Tuesday, June 4, 2013

Live like a Mighty River

One of my very favorite websites is Letters of Note.

I urge you to go check it out but mostly it is a collection of great correspondence. 

One of my favorite letters is Live like a Mighty River

Explanation of the letter as found on Letters of Note: 
In 1986, 23 years after the death of Sylvia Plath, celebrated poet Ted Hughes wrote the following letter to their 24-year-old son, Nicholas, and, quite beautifully, advised him to embrace his "childish self" so as to experience life to its fullest.Tragically, during a period of depression in 2009, Nicholas took his own life. He was 47.

Some of my favorite quotes from the letter: 
"I hope things are clearing. It did cross my mind, last summer, that you were under strains of an odd sort. I expect, like many another, you'll spend your life oscillating between fierce relationships that become tunnel traps, and sudden escapes into wide freedom when the whole world seems to be just there for the taking. Nobody's solved it."

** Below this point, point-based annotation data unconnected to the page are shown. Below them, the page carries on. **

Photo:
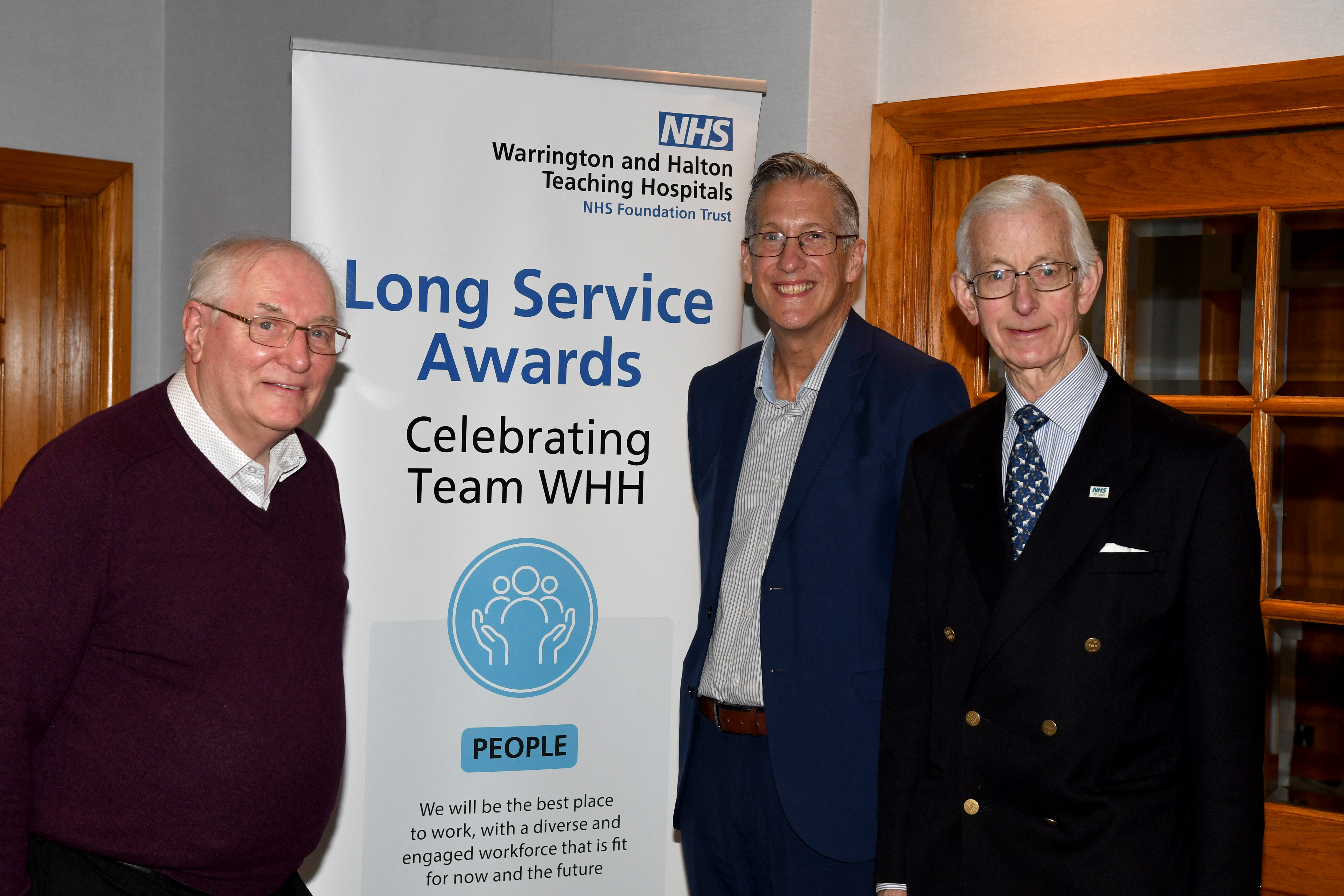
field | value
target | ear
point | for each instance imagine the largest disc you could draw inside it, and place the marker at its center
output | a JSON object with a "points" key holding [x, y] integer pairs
{"points": [[1088, 287], [855, 268], [194, 331], [966, 299]]}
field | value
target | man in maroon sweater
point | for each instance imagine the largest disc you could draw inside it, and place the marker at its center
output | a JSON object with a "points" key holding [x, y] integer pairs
{"points": [[171, 609]]}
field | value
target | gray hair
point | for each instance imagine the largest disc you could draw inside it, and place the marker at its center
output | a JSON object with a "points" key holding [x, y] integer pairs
{"points": [[793, 166], [1018, 194], [222, 266]]}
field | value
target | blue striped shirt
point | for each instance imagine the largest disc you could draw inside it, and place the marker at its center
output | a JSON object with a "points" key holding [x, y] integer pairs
{"points": [[1068, 405], [732, 670]]}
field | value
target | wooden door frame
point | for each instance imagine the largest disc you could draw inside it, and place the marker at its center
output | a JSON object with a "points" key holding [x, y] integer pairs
{"points": [[48, 179], [1300, 844]]}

"But when you develop a strong divining sense for the child behind that armour, and you make your dealings and negotiations only with that child, you find that everybody becomes, in a way, like your own child. It's an intangible thing. But they too sense when that is what you are appealing to, and they respond with an impulse of real life, you get a little flash of the essential person, which is the child."

"That's the paradox: the only time most people feel alive is when they're suffering, when something overwhelms their ordinary, careful armour, and the naked child is flung out onto the world. That's why the things that are worst to undergo are best to remember."

"The only calibration that counts is how much heart people invest, how much they ignore their fears of being hurt or caught out or humiliated. And the only thing people regret is that they didn't live boldly enough, that they didn't invest enough heart, didn't love enough. Nothing else really counts at all."

"And that's how we measure out our real respect for people—by the degree of feeling they can register, the voltage of life they can carry and tolerate—and enjoy."